One of my closest friends had a top-level high-powered job from day one of her kids’ births through their college years. She often wondered if she was being a Good Mom because of the time demands of her job. She had a tough time showing up at school stuff and wasn’t around after school. Today with both kids in their 20’s, she is relaxed and happy with her relationship with her kids and they love hanging out with her too– both kids have very independent lives. She feels like she must have done something right although it didn’t always feel like she was being The Good Mother.
Another friend of mine stopped working within the first year of her child being born and has not gone back to work. She says she loved the early years and totally enjoyed being present for school projects, play dates and sports games. She defined herself as The Good Mother in those formative years. As the kids went off to college, she started to feel some regrets. She was experiencing the big void – and so were her kids. The kids were always calling and having a hard time adjusting to being away. Perhaps if she had given them more space – maybe if she’d had a part-time job – in this later stage she didn’t feel much like The Good Mother.
No question that being The Good Mother of kids in their 20’s is different than the early years – much like the difference between high school and college. In order to determine The Good Mother GPA, we need to break down the timeline of mothering into three stages.
I. Early Stage Mothering: Newborn to Kindergarten.
A+. I loved these early years. I loved being a Mom to a newborn up until they went off to their first day of school.
B+. I felt pulled in too many directions, it was hard for me to focus on being a Mom. I had work, sleep issues and I wasn’t totally on my game.
C. I couldn’t wait for them to start school.
II. Middle Stage Mothering: Until They Leave the Nest (up until age 18):
A+. I was a great Mom up through high school. I got involved just enough and enjoyed this entire time period.
B+. I was anxious for my kids and concerned about how they would do – it was a challenging time and I could have done some stuff better.
C. I’ve had it. This was the most stressful time ever and I believe once they leave it will be better for us all.
III. Later Stage Mothering: College through their Early Careers (22 through marriage):
A+. I love having an adult relationship with my kids. I feel connected and we both appreciate what we have to offer one another.
B+. I am constantly worried about my child and feel that I am not able to help them weather the ups and downs of jobs, relationships and disappointments. I am not sure I’m doing such a great job.
C. I am secretly hoping I won’t have to field any more calls and that they will just figure it out – or get married so I don’t have to be on the front line anymore.
IV. Latest Stage: (I can’t comment on this so will have to leave this out of the equation).
V. Curve Balls and Caveats. Everyone’s got them at every stage. If you’ve had a big curve ball, i.e. divorce, yours or your child’s health issues, loss, financial and/or work crises etc. – The question is how do you grade yourself as a Mother during that crisis.

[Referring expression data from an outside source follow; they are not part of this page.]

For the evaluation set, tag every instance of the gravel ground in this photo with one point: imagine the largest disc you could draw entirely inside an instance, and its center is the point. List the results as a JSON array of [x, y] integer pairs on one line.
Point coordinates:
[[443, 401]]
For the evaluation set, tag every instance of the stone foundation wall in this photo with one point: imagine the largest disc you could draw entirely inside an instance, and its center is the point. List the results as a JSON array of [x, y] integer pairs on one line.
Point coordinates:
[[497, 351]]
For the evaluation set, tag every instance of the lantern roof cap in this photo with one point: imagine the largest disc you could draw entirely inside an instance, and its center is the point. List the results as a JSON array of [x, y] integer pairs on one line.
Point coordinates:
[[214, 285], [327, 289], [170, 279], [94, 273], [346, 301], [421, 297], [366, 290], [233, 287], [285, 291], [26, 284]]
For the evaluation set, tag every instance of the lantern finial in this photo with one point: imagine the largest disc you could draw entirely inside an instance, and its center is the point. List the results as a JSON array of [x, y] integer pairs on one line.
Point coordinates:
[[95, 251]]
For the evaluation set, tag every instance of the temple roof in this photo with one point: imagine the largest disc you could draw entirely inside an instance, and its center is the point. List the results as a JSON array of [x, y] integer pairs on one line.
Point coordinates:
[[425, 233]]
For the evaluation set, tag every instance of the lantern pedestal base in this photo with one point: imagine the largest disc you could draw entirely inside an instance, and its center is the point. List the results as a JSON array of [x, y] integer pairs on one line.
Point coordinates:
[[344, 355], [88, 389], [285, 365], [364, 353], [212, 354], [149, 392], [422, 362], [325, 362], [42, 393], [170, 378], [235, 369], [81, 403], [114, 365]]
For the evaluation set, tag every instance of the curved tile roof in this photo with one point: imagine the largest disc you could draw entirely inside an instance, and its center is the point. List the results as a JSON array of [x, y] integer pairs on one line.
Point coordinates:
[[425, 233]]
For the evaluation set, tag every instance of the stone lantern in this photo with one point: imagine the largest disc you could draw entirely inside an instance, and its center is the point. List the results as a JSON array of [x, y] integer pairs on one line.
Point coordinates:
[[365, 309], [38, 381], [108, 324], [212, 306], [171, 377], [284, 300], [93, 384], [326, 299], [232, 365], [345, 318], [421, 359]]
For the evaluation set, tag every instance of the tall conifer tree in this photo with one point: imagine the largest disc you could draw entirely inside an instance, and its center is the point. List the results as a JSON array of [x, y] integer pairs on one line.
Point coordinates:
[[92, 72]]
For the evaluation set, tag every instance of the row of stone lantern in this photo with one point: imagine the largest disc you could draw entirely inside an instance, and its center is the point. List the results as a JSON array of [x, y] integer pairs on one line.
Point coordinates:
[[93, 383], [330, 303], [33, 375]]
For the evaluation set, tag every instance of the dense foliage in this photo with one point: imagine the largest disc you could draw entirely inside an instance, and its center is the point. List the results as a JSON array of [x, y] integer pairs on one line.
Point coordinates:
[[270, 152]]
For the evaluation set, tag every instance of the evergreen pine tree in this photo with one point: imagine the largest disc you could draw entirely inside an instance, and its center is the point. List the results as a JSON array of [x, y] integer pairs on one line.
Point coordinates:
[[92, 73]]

A+. I was the best mom I could be, given the circumstances.
B+ I could have done better.
C. I would like a redo.
Well, how did you do? What grade do you give yourself this Mother’s Day? Would you dare discuss your GPA with your kids? It certainly could be a lively dinner table topic.
No matter how tough you are on yourself, chances are at some point along the mothering spectrum you have in fact gotten an A+ as The Good Mother.
Happy Mother’s Day — enjoy it as it is your day to be kind to yourself. Walk tall knowing you have done your best when you could. From one mom to another, wishing you a Happy Mothers Day.